How Sound Waves Create Music: Frequency, Timbre, and Acoustics

Music is, at its physical foundation, organized vibration — patterns of sound waves that the human ear and brain interpret as pitch, tone color, and harmony. This article explains the physics of sound and how the properties of waves give rise to the rich world of musical experience.

The InfoNexus Editorial TeamMay 8, 20267 min read

What Is Sound?

Sound is a mechanical wave — a pattern of compression and rarefaction (expansion) propagating through a medium, typically air. When any object vibrates — a plucked guitar string, a struck drumhead, a singer's vocal cords — it pushes on the surrounding air molecules, creating regions of high pressure (compressions) and low pressure (rarefactions) that radiate outward in all directions from the source. These pressure variations travel through the air at approximately 343 meters per second (at 20°C at sea level), reach our eardrums, and are transduced by the auditory system into electrical nerve signals that the brain interprets as sound.

Unlike electromagnetic waves (such as light), sound cannot propagate through a vacuum — it requires a physical medium. Sound travels faster in denser media: roughly 1,480 m/s through water and 5,100 m/s through steel. This is why you can hear a distant train through the rail tracks before you hear it through the air, and why sound in a concert hall behaves very differently from sound in an open field.

A sound wave is characterized by three fundamental physical properties: frequency, amplitude, and waveform. Each of these maps directly onto a perceptual quality that defines how we experience music — pitch, loudness, and timbre respectively.

Frequency and Pitch

Frequency is the number of complete pressure cycles (compressions + rarefactions) that pass a given point per second, measured in Hertz (Hz). One Hz equals one cycle per second.

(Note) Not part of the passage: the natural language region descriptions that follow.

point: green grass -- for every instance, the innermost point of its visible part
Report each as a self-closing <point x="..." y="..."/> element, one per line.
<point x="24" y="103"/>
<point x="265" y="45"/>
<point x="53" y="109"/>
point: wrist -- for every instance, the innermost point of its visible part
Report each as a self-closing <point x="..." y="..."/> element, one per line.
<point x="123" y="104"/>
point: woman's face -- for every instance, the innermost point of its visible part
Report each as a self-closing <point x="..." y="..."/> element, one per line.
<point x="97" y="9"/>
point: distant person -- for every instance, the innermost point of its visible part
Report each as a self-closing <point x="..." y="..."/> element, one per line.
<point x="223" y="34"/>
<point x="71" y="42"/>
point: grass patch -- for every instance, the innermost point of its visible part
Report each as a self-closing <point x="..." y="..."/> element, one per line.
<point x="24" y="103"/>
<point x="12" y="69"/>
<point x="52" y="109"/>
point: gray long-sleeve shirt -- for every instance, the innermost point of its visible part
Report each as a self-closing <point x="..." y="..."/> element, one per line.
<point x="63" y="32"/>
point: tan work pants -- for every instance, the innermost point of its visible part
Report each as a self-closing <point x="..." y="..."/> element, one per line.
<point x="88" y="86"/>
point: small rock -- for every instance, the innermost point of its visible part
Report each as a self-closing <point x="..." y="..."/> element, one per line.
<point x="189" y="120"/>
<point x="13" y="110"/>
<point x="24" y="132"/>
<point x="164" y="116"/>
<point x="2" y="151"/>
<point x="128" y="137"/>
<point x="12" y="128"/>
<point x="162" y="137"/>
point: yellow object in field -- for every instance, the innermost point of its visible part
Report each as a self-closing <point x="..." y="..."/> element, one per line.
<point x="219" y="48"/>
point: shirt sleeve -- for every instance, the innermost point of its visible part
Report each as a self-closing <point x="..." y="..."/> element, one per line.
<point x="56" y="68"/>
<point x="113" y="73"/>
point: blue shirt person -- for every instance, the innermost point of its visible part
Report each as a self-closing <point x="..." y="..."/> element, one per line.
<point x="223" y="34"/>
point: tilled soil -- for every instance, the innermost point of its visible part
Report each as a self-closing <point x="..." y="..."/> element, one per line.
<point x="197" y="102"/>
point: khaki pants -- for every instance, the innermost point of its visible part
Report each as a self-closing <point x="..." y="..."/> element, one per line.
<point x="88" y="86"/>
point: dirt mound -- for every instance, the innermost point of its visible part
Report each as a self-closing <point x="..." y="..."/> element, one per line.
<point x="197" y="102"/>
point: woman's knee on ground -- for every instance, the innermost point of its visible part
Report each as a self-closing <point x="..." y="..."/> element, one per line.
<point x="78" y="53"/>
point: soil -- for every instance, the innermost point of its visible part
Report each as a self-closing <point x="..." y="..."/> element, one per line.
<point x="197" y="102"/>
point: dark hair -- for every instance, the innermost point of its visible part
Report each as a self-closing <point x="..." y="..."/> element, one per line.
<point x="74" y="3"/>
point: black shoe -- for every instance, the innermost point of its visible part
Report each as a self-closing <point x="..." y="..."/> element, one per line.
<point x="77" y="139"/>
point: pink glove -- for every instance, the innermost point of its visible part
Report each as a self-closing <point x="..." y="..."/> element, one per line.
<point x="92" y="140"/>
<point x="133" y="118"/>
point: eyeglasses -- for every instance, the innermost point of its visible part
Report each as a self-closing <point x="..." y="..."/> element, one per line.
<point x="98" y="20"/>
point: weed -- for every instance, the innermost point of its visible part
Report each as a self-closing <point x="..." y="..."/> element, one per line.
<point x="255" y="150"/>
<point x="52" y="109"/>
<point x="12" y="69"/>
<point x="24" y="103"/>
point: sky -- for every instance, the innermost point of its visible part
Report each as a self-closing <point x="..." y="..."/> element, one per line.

The human ear is sensitive to frequencies between approximately 20 Hz and 20,000 Hz (20 kHz), though this range narrows with age — particularly at the high end. Frequencies below 20 Hz (infrasound) and above 20 kHz (ultrasound) exist but are inaudible to humans.

Frequency is perceived as pitch: the higher the frequency, the higher the pitch. The musical note A above middle C (A4, concert A) is standardized at exactly 440 Hz — this is the international reference pitch to which orchestras tune. The note A in the next higher octave (A5) vibrates at 880 Hz — exactly double the frequency. This doubling relationship defines the octave, the most fundamental interval in music, and explains why notes an octave apart sound so similar: the higher note's overtones (see below) align almost perfectly with those of the lower note, producing a sense of unity despite the difference in pitch.

In Western music's equal temperament tuning system, the octave is divided into 12 equal semitones. Each semitone represents a frequency ratio of 2^(1/12) ≈ 1.0595 — meaning each note is approximately 5.95% higher in frequency than the note a semitone below it. This precise mathematical partitioning, while a slight compromise from the pure ratios of earlier tuning systems, allows instruments to play equally in tune in all 12 major and minor keys — a crucial practical requirement once chromatic keyboard instruments became standard.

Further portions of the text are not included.